ValueError – x_data, y_data, datasets or plot_kwargs do not have the same size.
- esmvaltool.diag_scripts.shared.plot.quickplot(cube, plot_type, filename=None, **kwargs)[source]#
Plot a cube using one of the iris.quickplot functions.
- esmvaltool.diag_scripts.shared.plot.scatterplot(x_data, y_data, filepath, **kwargs)[source]#
Plot a scatterplot.
Notes
Allowed keyword arguments:
mpl_style_file (
str
): Path to the matplotlib style file.plot_kwargs (array-like): Keyword arguments for the plot (e.g. label, makersize, etc.).
save_kwargs (
dict
): Keyword arguments for saving the plot.axes_functions (
dict
): Arbitrary functions for axes, i.e. axes.set_title(‘title’).
- Parameters:
x_data (array-like) – x data of each dataset.

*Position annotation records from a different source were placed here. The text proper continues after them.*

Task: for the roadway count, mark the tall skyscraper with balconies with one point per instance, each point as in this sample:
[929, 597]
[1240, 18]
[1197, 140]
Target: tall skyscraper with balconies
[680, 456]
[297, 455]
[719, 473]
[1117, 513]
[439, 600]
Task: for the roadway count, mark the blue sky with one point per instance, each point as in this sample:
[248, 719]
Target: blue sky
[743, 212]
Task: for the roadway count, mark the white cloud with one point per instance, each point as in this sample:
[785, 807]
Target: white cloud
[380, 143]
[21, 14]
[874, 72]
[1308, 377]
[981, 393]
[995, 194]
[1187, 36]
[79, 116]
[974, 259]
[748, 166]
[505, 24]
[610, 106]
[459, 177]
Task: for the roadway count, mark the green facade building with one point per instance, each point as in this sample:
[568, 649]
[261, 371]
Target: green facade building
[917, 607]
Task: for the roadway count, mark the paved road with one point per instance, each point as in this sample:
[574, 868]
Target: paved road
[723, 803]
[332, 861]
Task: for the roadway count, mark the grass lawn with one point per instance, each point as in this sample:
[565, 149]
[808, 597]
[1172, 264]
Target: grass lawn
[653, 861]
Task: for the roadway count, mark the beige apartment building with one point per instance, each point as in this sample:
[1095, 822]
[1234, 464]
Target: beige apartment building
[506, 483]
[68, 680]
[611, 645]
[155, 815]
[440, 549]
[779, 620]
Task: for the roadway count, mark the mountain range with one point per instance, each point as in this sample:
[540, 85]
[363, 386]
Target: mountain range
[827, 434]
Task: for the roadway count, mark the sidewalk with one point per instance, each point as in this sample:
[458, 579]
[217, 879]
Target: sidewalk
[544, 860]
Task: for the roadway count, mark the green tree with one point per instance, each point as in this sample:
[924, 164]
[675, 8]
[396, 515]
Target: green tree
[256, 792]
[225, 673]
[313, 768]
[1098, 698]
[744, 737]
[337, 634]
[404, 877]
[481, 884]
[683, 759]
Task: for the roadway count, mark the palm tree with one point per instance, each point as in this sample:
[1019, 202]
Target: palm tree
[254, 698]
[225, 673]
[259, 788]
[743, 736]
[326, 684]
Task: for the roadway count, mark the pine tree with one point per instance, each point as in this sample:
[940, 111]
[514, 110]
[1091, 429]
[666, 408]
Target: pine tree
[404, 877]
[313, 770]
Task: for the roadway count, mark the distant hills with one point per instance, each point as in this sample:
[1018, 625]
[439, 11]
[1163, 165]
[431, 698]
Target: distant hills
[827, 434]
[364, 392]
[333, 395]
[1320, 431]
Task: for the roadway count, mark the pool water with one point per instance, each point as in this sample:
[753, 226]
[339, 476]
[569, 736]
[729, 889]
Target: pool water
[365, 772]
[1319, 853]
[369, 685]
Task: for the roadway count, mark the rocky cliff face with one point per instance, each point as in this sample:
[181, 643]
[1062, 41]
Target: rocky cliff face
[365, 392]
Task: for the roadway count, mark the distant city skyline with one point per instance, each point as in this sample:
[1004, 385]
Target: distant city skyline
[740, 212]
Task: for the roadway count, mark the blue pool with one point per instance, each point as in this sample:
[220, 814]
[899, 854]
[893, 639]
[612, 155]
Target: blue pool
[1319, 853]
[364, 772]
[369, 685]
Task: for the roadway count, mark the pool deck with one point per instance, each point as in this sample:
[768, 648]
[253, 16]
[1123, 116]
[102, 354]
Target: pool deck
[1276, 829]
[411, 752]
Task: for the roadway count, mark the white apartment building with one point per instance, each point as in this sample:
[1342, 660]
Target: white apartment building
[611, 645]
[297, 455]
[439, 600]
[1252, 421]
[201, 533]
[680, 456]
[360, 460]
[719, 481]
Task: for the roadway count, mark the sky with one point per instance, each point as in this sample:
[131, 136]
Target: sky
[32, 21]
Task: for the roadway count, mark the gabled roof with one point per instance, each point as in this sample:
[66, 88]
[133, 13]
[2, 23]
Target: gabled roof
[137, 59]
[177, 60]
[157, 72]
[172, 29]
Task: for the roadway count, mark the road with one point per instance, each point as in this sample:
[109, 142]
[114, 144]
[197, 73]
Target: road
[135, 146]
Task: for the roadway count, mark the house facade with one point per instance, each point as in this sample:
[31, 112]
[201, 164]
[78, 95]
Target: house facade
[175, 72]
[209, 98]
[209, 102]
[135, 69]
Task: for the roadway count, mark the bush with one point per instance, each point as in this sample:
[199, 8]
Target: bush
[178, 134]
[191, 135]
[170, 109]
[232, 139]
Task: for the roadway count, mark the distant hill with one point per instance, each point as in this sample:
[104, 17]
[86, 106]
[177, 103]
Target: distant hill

y_data (array-like) – y data of each dataset.
filepath (str) – Path to which plot is written.
**kwargs – Keyword arguments.
- Raises:
TypeError – A non-valid keyword argument is given or x_data, y_data or (if given) plot_kwargs is not array-like.
ValueError – x_data, y_data or plot_kwargs do not have the same size.